Agentic Jackal: Live Execution and Semantic Value Grounding for Text-to-JQL

2026-04-10Computation and Language

Computation and Language
AI summary

The authors created Jackal, a big test set with 100,000 examples that shows how to turn everyday language into Jira Query Language (JQL) commands by running real queries on a live Jira system. They found that regular language models struggle with this task, especially when questions are tricky or ambiguous. To improve results, they built Agentic Jackal, a tool that helps models check their queries by actually running them and use smart search to understand Jira-specific categories better. Their tests show this tool helps a lot, especially in recognizing specific Jira fields and values. The authors also noted that most mistakes come from confusing similar types of Jira issues or text fields, suggesting clear paths for future improvements.
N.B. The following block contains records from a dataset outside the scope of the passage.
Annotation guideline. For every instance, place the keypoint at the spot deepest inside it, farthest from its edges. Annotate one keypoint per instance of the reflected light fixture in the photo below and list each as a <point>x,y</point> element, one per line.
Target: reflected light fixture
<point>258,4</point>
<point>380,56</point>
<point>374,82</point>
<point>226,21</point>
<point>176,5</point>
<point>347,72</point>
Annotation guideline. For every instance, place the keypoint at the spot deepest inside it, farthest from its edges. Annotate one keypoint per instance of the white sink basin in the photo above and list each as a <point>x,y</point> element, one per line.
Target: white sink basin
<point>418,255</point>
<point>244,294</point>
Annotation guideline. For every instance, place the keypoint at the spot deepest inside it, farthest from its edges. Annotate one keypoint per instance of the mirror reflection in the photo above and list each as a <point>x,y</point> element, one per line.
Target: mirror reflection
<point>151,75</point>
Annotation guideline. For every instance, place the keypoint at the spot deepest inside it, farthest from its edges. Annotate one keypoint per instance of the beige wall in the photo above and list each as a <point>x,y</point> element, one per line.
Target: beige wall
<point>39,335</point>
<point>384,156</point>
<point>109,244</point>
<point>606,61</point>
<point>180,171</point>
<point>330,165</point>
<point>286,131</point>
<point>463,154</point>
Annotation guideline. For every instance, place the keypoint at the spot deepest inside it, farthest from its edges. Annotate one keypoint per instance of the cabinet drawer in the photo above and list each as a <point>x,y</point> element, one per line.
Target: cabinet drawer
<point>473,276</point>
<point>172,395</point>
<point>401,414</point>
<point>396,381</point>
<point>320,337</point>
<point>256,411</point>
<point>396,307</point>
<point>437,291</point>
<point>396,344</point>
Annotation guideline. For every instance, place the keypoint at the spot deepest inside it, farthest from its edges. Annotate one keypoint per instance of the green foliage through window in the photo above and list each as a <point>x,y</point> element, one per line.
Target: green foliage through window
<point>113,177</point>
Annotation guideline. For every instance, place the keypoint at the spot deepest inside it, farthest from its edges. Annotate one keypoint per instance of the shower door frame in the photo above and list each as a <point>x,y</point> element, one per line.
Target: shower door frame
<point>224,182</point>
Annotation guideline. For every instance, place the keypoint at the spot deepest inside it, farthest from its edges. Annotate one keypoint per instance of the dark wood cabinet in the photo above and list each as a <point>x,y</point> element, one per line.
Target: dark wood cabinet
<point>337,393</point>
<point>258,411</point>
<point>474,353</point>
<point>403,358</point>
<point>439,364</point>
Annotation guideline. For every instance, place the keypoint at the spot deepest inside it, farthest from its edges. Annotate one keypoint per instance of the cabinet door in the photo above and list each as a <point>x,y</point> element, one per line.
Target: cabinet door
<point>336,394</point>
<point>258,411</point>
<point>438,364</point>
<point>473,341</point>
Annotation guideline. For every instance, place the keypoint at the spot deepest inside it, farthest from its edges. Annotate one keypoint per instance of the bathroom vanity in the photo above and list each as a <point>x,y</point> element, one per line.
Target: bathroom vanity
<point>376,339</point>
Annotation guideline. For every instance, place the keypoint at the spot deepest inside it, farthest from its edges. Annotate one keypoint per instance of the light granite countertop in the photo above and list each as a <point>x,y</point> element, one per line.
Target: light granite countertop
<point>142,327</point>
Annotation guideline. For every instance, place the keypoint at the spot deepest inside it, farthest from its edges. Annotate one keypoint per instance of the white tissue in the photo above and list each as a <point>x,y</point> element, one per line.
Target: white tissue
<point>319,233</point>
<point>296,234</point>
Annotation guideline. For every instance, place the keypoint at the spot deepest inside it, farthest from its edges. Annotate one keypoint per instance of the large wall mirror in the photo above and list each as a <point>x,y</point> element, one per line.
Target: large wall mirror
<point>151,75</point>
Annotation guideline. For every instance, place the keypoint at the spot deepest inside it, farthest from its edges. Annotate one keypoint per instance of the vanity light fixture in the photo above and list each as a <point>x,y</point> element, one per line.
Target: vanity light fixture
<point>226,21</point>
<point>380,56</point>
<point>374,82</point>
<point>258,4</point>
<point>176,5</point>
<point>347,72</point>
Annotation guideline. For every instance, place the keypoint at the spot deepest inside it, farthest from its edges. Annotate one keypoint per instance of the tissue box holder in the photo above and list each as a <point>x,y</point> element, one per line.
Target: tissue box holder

Jira Query Language (JQL)Large Language Models (LLMs)natural language processingbenchmark datasetquery executioncategorical value resolutionsemantic retrievalboolean predicatesdisambiguationembedding-based similarity search
Authors
Vishnu Murali, Anmol Gulati, Elias Lumer, Kevin Frank, Sindy Campagna, Vamse Kumar Subbiah
Abstract
Translating natural language into Jira Query Language (JQL) requires resolving ambiguous field references, instance-specific categorical values, and complex Boolean predicates. Single-pass LLMs cannot discover which categorical values (e.g., component names or fix versions) actually exist in a given Jira instance, nor can they verify generated queries against a live data source, limiting accuracy on paraphrased or ambiguous requests. No open, execution-based benchmark exists for mapping natural language to JQL. We introduce Jackal, the first large-scale, execution-based text-to-JQL benchmark comprising 100,000 validated NL-JQL pairs on a live Jira instance with over 200,000 issues. To establish baselines on Jackal, we propose Agentic Jackal, a tool-augmented agent that equips LLMs with live query execution via the Jira MCP server and JiraAnchor, a semantic retrieval tool that resolves natural-language mentions of categorical values through embedding-based similarity search. Among 9 frontier LLMs evaluated, single-pass models average only 43.4% execution accuracy on short natural-language queries, highlighting that text-to-JQL remains an open challenge. The agentic approach improves 7 of 9 models, with a 9.0% relative gain on the most linguistically challenging variant; in a controlled ablation isolating JiraAnchor, categorical-value accuracy rises from 48.7% to 71.7%, with component-field accuracy jumping from 16.9% to 66.2%. Our analysis identifies inherent semantic ambiguities, such as issue-type disambiguation and text-field selection, as the dominant failure modes rather than value-resolution errors, pointing to concrete directions for future work. We publicly release the benchmark, all agent transcripts, and evaluation code to support reproducibility.